Everything breaks sooner or later. If you haven’t broken it, you haven’t run it hard or long enough. But there is a difference between a catastrophic failure and something that’s broken and needs replacement. I don’t mind something that breaks and needs to be replaced, but something that catastrophically fails or will fail catastrophically, I don’t want around me.
I’ve had multiple holsters fail on me. The latest one was a Storm Holster that broke while I was wearing it at church. It wasn’t that big a deal because I didn’t even know the holster was broken until I got home hours later and took it off. It felt weird suddenly and became uncomfortable while wearing it, but I never dropped the gun and it never became visible.
Years ago, I had a holster catastrophically fail. While working as an armored car guard, I was walking through a hotel lobby with a .22 revolver in an ankle holster as a back up. I’d been wearing it for months. I came out of the plush carpeted hotel and turned left to go towards the truck and heard the unmistakable sound of a gun clattering on the ground. I looked behind me in surprise to find my gun sitting on the ground, my holster had broken and dropped my gun. I was disgusted and scared to death because if the gun had fallen out three steps before, it would have fallen on the carpet and I would have never heard it and walked off, leaving it on the lobby floor.
I like to push my gear until it breaks and then replace it. I also like to buy stuff with a lifetime warranty so they can replace it for me. Years ago, I used Blackhawk tactical gloves, back when they used to replace things for free. I bought a set for $75 and wore a hole in them. Sent them to Blackhawk, they replaced them. I took them to combat, wore them out again, got them replaced. After three new pairs, they caught on and wouldn’t replace them anymore, so I bought another set. When that set wore out and they refused to replace them, saying their policy had changed, I bought different gloves. The point is that the gloves never failed me. They just wore out and needed to be replaced. They lasted until the end of every operation and never failed to protect my hands.
Same thing with my latest holster and I’m simply going to replace it.
What gear have you broken? What stuff do you need to replace? Or will you throw away?
Stay Safe,
Ben
Hey Ben, I can only imagine the shock you must have felt when you heard your gun fall on the floor! Thanks goodness it didnt go off accidentally and injure someone. Some of the new Kydex based holsters and grade A leather holsters tend to come with lifetime warranties.

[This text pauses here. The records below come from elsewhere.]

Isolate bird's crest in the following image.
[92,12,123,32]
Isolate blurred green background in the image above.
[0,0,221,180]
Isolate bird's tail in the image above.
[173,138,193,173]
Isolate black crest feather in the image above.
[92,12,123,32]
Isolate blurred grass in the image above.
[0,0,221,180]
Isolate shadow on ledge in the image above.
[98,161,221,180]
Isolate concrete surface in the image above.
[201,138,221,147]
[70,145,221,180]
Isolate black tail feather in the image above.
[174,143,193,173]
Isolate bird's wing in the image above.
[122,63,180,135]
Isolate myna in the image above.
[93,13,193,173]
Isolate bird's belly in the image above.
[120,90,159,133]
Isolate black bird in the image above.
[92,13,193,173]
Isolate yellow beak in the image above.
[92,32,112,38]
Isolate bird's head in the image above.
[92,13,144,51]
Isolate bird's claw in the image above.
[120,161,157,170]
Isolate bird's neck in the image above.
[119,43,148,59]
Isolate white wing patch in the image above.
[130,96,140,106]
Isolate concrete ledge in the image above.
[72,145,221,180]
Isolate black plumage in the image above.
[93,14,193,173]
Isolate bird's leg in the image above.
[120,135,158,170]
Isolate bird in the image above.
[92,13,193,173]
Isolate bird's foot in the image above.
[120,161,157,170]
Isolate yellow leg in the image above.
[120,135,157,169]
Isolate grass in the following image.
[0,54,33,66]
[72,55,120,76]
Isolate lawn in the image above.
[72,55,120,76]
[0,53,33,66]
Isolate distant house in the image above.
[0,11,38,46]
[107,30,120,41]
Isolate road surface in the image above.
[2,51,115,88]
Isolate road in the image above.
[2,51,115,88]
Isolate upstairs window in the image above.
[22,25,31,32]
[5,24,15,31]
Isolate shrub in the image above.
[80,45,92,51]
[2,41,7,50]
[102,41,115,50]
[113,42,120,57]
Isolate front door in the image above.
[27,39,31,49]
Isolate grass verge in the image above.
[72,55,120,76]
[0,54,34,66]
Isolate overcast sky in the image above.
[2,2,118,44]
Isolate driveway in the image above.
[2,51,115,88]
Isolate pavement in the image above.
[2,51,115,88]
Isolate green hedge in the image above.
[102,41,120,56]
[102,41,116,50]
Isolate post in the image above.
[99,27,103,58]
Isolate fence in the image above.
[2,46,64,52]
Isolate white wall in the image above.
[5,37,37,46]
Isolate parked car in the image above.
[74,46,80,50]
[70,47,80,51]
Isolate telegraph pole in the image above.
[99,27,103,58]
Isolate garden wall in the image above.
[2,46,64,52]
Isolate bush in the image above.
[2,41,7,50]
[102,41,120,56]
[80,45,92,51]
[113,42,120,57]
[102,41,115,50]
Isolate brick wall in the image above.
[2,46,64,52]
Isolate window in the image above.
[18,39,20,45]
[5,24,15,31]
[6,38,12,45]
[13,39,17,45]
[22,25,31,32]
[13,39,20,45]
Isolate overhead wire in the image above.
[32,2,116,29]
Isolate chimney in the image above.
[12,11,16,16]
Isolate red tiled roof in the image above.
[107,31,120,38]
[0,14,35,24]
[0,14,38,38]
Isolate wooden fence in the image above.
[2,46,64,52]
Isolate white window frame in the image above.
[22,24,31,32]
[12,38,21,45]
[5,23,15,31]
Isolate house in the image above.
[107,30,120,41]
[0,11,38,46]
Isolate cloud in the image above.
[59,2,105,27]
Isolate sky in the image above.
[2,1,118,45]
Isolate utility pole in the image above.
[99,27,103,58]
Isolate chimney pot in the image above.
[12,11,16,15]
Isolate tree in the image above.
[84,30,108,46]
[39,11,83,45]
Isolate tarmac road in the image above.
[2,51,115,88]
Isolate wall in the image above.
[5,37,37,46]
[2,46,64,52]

Thanks for the thought on the holsters Joe. The one I was wearing had a lifetime warranty too. It was one of those stretch deals with a thumb-break on it. Since then I’m totally turned off on ankle carry. It just scares the snot out of me that I could have dropped my gun and walked off and had someone else pick it up. I haven’t carried in an ankle since. That was at least 10 years ago.
But you are right, a better holster may work. Or it maybe that I just click my heals when I walk or that I walk goofy. I don’t know, I just haven’t bothered to try and figure it out.
Thanks for the comment and thanks for listening!